Quando autoridades russas invadiram escritórios da ONG Human Rights Watch em Moscou, elas convidaram uma equipe de uma das maiores redes de TV do país, a NTV (controlada pelo estado), para filmar a invasão. Não foi a primeira vez: câmeras da emissora estatal já haviam registrado invasões a outras ONGs, incluindo a Anistia Internacional e o grupo de direitos humanos Memorial.
O presidente Vladimir Putin descreveu essas invasões como “medidas rotineiras” tomadas pelas agências do governo para garantir que as atividades das organizações estivessem “de acordo com a lei”. No entanto, por que é preciso filmar e exibir em horário nobre essas atividades, se são apenas operações de “rotina”? A resposta tem a ver com o papel crucial do governo em moldar a percepção do público sobre o mundo. O uso seletivo de auditores fiscais e inspeções de segurança, assim como leis e regulações arbitrárias, são onerosas e disruptivas às atividades de ONGs. O lugar da mídia estatal no arsenal autoritário é de uma ordem diferente porque seus ataques estão destinados a desacreditar – e deslegitimar – a sociedade civil.
Bloquear e atacar
Ao contrário da mídia independente de propriedade pública em países democráticos, as funções da mídia em estados autoritários são bloquear e atacar. Bloquear as informações garante que a crítica consistente da liderança não afete o público que consome as notícias principalmente por rádio ou TV. Atacar, pelo uso de desinformação de mídia de massa, destina-se a sujar a imagem de alguém que é visto como uma ameaça ao poder estabelecido. Para a sociedade civil, a função de ataque é a mais destrutiva.
Essa fórmula para repressão da sociedade civil não é restrita apenas à Rússia, sendo um padrão visível em muitos países autoritários. Outros países da ex-União Soviética estão bem representados na lista. A mídia estatal do Azerbaijão, por exemplo, ataca rotineiramente ONGs e ativistas individuais. Durante uma entrevista recente à TV estatal, Ramiz Mehdiev, chefe de estado do presidente Ilham Aliev, alegou que “falsas ONGs” independentes, apoiadas pelo Ocidente, constituíam uma ameaça à segurança nacional e deveriam ser fechadas para evitar maior influência nas relações internas do país.

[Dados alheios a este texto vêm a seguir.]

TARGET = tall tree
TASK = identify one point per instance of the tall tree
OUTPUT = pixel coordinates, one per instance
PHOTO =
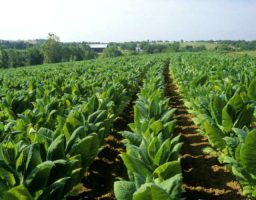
(52, 49)
(4, 58)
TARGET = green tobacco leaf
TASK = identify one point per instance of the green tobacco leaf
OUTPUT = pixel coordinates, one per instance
(169, 115)
(252, 90)
(32, 157)
(153, 148)
(156, 127)
(173, 186)
(38, 178)
(167, 170)
(18, 193)
(150, 191)
(163, 153)
(124, 190)
(88, 148)
(248, 152)
(131, 137)
(134, 164)
(57, 148)
(228, 115)
(215, 136)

Os governos da Bielorrússia, Cazaquistão e Uzbequistão agem de maneira semelhante. No Zimbábue, na África, a mídia estatal é usada como instrumento de demonização, chegando a chamar as ONGs financiadas por países estrangeiros de “mercenárias da sociedade civil”. A Arábia Saudita e outros países do Oriente Médio também usam a mídia estatal como uma verdadeira arma contra a sociedade civil.
A TV estatal russa, especialmente a NTV, investe em programas sensacionalistas que sugerem que ativistas de direitos humanos e outros reformistas trabalham em nome de interesses internacionais ou buscando prejudicar o governo russo. Esses grupos, na realidade, fazem o trabalho essencial de proteger os direitos dos cidadãos russos, encorajando a transparência nas políticas públicas e promovendo a liberdade de expressão. Os ataques da mídia estatal contestam seus motivos e suas ações, dificultando que esses grupos ganhem a confiança de cidadãos comuns.
Sociedade civil como ameaça
Ao marginalizar a oposição política e eliminar vozes alternativas, Putin agora vê a sociedade civil como a principal ameaça a seu governo. Com o rápido aumento da internet e das tecnologias de comunicação, é tentador supor que a mídia estatal já é relíquia de uma era passada. Mas com seu alcance vasto e geralmente incontestado e influência sobre populações fora dos centros urbanos que, geralmente, têm menos acesso a fontes independentes de informação, a TV estatal é o meio que modela as visões de audiências que tipicamente representam a base de apoio autoritária. Na Rússia, a TV estatal ainda é a fonte dominante de informação.
Organizações comunitárias, grupos de defesa de direitos civis e outras associações que formam a sociedade civil são fundamentais para trazer práticas inovadoras ao espaço público. Tais ONGs trabalham para melhorar políticas públicas e encorajar o desenvolvimento econômico e social, entre outros benefícios. Os ataques à sociedade civil estão, portanto, prejudicando o desenvolvimento desses países de um modo crucial. Nesse sentido, a mídia estatal prejudica o próprio governo a quem supostamente serve.